In one possible embodiment, S4 specifically includes:
S401, acquiring an original ROS image message sent by a real environment.
Among them, ROS Image (ROS Image) refers to a message format for representing and transmitting Image data in a robot operating system (ROS, robot Operating System). ROS images are commonly used in robotic vision systems, where image data captured by cameras or other sensors may be published, subscribed to, and processed in the ROS network.
S402, converting the original ROS image message into an OpenCV image format.
OpenCV (Open Source Computer Vision Library) is an open source computer vision library, which is widely used for real-time image processing and computer vision tasks. The system provides rich functions and tools, and supports applications such as image and video processing, analysis, recognition and the like.
S403, designating the data type of the converted image as 32-bit floating point number, and adjusting the image size to 256 pixels in height and width.
S404, storing the original ROS image message into an observation data queue through a callback function.
Wherein the callback function (Callback Function) is a programming technique for executing a predefined function upon occurrence of an event. Callback functions are a mechanism for handling asynchronous operations, event-driven programming, and responsive programming. It is widely used in many programming languages and frameworks
S405, judging whether the observation data queue is empty. If yes, continuing the training process of the simulation environment data. Otherwise, the real environment data is taken out from the observation data queue and is used as the data set together with the simulation data to complete the updating of the strategy.
In the invention, the integration of real environment data into the training process helps to narrow the gap between simulation and reality.
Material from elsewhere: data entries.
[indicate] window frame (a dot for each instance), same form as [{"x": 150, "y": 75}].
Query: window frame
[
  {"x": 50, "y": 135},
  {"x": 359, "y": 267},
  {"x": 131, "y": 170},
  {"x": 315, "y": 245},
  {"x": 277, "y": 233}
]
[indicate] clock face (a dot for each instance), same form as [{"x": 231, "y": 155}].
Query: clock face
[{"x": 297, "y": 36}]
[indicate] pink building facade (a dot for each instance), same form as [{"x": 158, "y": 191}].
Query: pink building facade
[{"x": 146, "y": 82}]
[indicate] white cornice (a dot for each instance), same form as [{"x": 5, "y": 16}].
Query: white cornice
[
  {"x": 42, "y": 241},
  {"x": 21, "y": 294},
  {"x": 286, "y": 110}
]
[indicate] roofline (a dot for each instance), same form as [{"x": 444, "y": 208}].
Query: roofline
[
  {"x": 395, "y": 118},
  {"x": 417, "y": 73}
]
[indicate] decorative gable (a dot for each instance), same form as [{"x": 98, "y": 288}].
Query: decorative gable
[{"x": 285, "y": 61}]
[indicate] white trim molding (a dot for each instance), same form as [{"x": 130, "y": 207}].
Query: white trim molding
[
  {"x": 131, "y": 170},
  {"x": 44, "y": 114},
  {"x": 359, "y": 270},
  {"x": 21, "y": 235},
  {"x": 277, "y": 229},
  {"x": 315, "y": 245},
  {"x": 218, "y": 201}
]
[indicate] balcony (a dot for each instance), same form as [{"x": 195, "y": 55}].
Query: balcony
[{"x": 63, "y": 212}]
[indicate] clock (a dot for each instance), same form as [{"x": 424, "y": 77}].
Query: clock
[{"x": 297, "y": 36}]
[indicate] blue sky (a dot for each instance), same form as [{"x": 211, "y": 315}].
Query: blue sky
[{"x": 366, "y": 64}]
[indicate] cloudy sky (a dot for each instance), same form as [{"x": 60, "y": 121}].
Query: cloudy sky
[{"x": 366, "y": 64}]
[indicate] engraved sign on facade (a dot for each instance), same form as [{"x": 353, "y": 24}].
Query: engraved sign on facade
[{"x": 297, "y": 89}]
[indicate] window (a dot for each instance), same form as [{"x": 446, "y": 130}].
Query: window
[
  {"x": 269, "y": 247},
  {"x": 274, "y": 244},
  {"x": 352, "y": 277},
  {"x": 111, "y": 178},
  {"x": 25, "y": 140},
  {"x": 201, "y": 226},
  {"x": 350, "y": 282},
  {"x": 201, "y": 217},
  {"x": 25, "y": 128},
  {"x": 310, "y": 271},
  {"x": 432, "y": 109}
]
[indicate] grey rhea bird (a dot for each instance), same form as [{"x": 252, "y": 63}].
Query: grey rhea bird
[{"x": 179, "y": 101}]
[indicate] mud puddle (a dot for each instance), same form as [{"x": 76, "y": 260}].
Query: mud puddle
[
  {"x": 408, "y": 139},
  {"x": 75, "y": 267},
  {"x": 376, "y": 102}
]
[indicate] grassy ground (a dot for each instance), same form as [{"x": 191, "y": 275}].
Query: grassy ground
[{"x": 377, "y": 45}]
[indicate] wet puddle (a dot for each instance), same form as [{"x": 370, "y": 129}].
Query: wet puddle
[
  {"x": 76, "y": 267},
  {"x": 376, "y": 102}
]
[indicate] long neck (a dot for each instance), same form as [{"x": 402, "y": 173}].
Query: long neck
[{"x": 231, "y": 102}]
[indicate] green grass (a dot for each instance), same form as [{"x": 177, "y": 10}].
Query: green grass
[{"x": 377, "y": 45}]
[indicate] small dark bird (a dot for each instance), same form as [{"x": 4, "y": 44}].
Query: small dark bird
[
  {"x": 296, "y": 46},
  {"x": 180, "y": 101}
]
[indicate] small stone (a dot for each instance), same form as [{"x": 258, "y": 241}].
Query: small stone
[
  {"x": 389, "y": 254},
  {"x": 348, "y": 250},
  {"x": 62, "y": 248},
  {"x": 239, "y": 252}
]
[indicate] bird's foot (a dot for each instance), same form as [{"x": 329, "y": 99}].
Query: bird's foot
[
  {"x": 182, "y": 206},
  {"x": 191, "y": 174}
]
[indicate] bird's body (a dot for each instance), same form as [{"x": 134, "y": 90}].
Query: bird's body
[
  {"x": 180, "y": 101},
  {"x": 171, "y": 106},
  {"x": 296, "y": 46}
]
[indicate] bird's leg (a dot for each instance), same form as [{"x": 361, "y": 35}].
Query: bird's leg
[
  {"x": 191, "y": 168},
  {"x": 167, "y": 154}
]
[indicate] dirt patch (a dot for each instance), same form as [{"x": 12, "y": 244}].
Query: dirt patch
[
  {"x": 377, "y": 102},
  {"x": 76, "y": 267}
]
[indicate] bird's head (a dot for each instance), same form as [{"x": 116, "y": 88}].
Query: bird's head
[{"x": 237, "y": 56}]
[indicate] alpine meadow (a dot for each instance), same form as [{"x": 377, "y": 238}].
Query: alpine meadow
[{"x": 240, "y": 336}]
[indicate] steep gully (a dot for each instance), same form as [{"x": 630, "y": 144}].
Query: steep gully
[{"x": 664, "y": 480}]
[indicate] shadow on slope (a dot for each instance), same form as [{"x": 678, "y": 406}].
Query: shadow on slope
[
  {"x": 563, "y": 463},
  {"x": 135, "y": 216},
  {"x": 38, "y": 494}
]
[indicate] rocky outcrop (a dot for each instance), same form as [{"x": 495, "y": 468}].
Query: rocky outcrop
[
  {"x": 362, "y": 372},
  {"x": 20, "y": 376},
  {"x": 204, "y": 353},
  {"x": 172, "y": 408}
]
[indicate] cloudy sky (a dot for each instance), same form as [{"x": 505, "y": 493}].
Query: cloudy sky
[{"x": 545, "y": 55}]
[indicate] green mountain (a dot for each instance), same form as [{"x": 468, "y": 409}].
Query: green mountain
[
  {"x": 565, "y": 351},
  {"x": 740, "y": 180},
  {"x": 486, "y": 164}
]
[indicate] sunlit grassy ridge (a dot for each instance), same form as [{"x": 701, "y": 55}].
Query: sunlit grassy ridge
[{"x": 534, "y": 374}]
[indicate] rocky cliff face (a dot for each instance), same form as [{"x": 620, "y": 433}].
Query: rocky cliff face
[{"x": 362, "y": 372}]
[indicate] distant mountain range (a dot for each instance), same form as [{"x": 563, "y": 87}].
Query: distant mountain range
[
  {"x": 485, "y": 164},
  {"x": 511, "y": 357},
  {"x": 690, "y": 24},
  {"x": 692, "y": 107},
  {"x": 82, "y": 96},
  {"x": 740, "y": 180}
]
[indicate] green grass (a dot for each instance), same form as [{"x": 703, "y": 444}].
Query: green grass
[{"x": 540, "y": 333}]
By including the sensor readings and the environment layout information of the real environment in the training set, the model can learn the actual situation in the real environment, thereby better coping with the real challenges that the simulation environment cannot be completely simulated.
S406, obtaining integer action data through calculation of an Actor-Critic network.
According to the invention, the action data is migrated from the simulation environment to the real environment through the calculation of the Actor-Critic network, so that the action execution of the robot in the real environment is consistent with the simulation. Thus, the strategy learned by the model can be accurately realized in a real environment, and errors caused by action differences are reduced.
And S407, transmitting the action data to the real environment so that the robot in the real environment executes the action data and updates the environment state.
In the Sim2Real model construction method based on reinforcement learning, a joint training strategy is adopted. In particular, the simulation environment can quickly provide a large amount of data for efficient training of reinforcement learning, while the real environment provides critical correction data. By training the model on a large scale in a simulation environment, in combination with small scale fine tuning in a real environment, the model can be optimized simultaneously in both fields, thus performing better in the real world. The method of field self-adaption is introduced to realize alignment of simulation and real state distribution, and the simulation state gradually approaches to the real state, so that the difference in distribution is reduced.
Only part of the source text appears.